After September 11, the airlines, which had learned their lesson during the Gulf War, reacted far more quickly. In the weeks following the attack, the airlines of the industrialized countries of North America and Europe embarked on a major cost-reduction exercise that resulted in some 120,000 job cuts.

This in turn impacted the whole spectrum of the aviation industry, namely aerospace, airport services, catering and the like, and by December total job cuts in the field of aviation reached 400,000. Job cuts were, however, not enough to keep all of the airline industry afloat. Airlines such as Sabena, Swissair, Ansett, Canada 3000 and Midway, which prior to the attack had been experiencing serious financial difficulties, collapsed.

In response to the attack, the US government set up a $15 billion fund that included $5 billion to cover the losses that US airlines had to bear for the closure of American airspace and $10 billion as loan guarantees. The US rescue package was also aimed at providing the airlines with the funds necessary to pay for increased insurance premiums to cover "war damages".

According to the IATA, revised insurance costs for the airlines worldwide might reach a total of $9.5 billion in 2002 and insurance premiums could go from 1 percent to 10 percent of the operational costs of airlines, with a decrease in insurance coverage. As of today, these war risks are covered until the end of March, with the situation after that date being at best uncertain.

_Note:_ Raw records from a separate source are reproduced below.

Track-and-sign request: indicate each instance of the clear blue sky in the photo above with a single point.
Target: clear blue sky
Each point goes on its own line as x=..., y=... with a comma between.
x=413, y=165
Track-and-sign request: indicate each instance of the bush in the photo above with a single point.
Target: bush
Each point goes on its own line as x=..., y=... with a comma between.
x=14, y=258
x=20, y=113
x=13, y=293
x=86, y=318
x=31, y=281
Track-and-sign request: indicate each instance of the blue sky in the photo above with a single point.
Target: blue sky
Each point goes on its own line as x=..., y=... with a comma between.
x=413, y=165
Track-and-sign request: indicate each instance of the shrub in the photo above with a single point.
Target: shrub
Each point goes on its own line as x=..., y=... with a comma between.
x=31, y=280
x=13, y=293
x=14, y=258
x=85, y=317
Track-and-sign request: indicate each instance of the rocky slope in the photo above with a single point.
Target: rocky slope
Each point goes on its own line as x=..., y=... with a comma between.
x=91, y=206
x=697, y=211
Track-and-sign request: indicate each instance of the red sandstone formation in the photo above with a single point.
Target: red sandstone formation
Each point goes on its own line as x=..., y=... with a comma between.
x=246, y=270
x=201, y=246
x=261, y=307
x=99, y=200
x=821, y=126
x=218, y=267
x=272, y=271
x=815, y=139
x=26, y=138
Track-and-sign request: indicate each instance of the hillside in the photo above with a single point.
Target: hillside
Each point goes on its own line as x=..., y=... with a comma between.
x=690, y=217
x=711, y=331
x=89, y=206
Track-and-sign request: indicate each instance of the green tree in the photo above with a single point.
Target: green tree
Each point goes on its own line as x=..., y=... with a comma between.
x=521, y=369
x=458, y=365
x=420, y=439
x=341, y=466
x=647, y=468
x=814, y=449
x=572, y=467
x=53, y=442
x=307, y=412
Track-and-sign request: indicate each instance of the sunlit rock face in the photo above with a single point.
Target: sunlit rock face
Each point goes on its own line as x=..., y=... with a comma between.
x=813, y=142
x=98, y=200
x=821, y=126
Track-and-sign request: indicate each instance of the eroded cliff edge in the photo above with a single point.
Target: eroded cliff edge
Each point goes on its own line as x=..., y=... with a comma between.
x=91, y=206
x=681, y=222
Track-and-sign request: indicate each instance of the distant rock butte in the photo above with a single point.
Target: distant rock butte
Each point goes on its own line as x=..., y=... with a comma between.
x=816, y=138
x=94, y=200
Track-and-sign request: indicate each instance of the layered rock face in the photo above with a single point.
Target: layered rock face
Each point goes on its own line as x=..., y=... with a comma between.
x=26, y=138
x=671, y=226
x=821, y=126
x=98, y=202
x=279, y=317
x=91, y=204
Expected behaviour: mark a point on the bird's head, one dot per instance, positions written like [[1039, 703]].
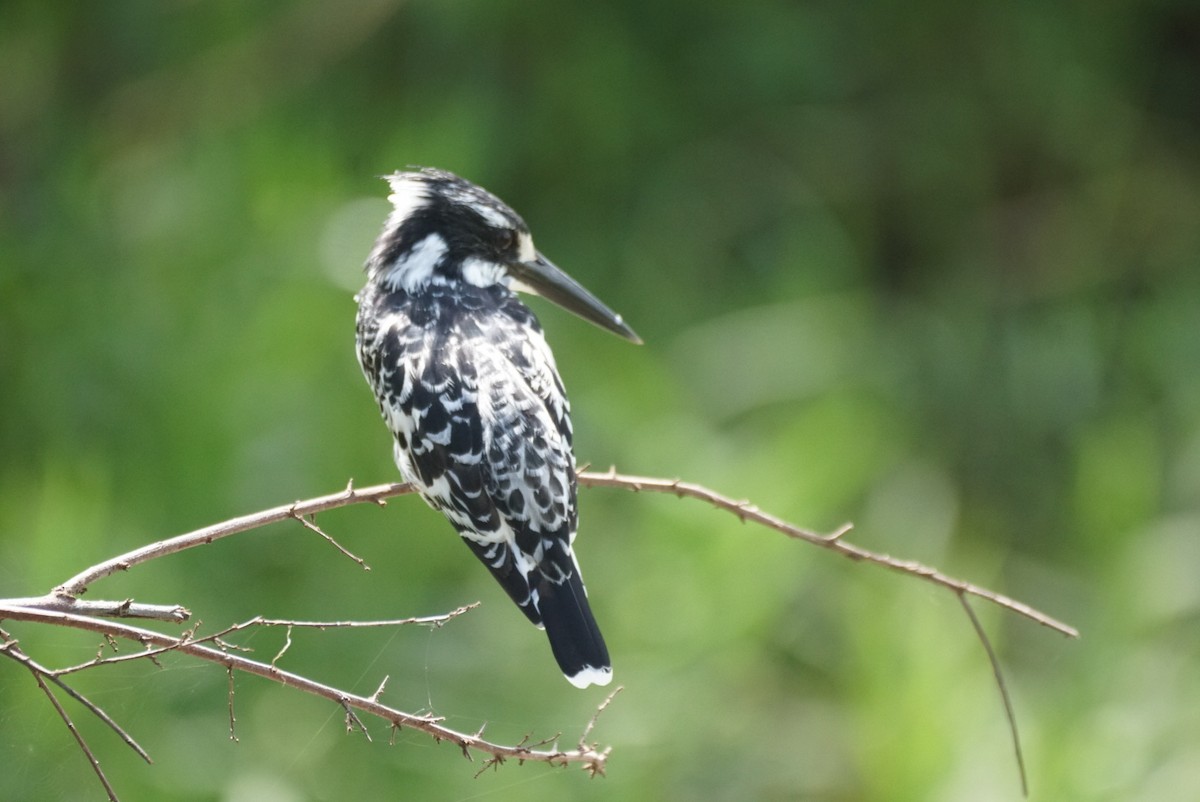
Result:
[[444, 229]]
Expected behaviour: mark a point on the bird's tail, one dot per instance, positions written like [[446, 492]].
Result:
[[575, 638]]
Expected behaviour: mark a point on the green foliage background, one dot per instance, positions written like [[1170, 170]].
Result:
[[927, 267]]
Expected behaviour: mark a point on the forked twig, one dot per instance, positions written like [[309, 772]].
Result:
[[63, 608], [1003, 690]]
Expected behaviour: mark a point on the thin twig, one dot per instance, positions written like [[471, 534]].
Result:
[[11, 650], [591, 759], [833, 542], [1003, 690], [78, 736], [79, 582], [233, 719], [309, 524]]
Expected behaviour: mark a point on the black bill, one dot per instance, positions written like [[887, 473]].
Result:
[[541, 277]]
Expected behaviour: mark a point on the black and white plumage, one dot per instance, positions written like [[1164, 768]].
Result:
[[468, 388]]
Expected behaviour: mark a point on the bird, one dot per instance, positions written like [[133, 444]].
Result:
[[471, 393]]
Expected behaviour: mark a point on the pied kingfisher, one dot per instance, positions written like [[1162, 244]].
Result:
[[468, 388]]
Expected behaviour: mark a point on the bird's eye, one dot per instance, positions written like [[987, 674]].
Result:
[[505, 239]]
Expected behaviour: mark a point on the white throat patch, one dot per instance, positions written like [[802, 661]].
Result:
[[484, 273], [414, 268]]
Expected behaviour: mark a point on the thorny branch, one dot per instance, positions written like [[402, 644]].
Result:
[[64, 608]]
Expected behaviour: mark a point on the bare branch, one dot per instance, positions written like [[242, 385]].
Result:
[[833, 542], [78, 585], [591, 759], [125, 609]]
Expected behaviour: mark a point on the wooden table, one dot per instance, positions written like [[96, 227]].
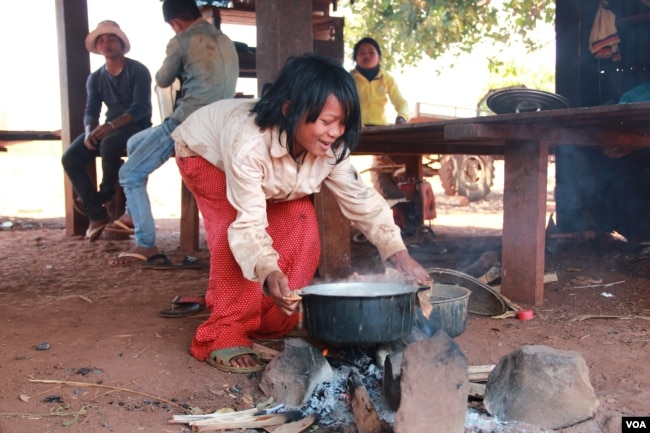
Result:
[[524, 139]]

Indeed, "uncertainty" is the word that best qualifies the current state of the airline industry, with the delayed effect of September 11 now affecting Asia. "Ultimately," commented Bert Essenberg, of the ILO Transport Department, "the airline industry will have to rethink itself."

According to Essenberg, the major obstacle to this reassessment is the Chicago Convention of 1944 that established the regime of national flag carriers and is still largely in force. "What the world needs," commented Essenberg, "are real open skies and an end to the limitations on national ownership, but a number of governments, and in particular the US, oppose such a measure."

Pending such a development, Essenberg believes that the future for the airline industry is bleak. The restructuring of the airline system in the industrialized world is still three to five years away, he believes, and when the process is completed there will be only two kinds of survivors: low-cost, no-frill airlines and the big players. Among those who will survive, he sees three to four major alliances such as Sky Team, Star Alliance and One World.

Lufthansa might well become the major European airline, with British Airways or Air France, which are not overly dependant on the North Atlantic traffic route, perhaps in second position. KLM is in a good position with strong reserves, but its home base is too limited and cannot be expanded. In Asia, Essenberg believes that the survivors will include Singapore, Cathay, Qantas, the new Japanese air system of JAL/JAS and one mainland Chinese air carrier. All the other airlines, he feels, will either disappear or become class B regional carriers.

Essenberg does not expect air traffic in terms of number of passengers to recover fully, that is to say to return to its pre-September 11 level, before 2003. With current average worldwide load factors at 68 percent and profitability level load factors at 78 percent, profit is still a very long-term prospect. For the survivors, that is.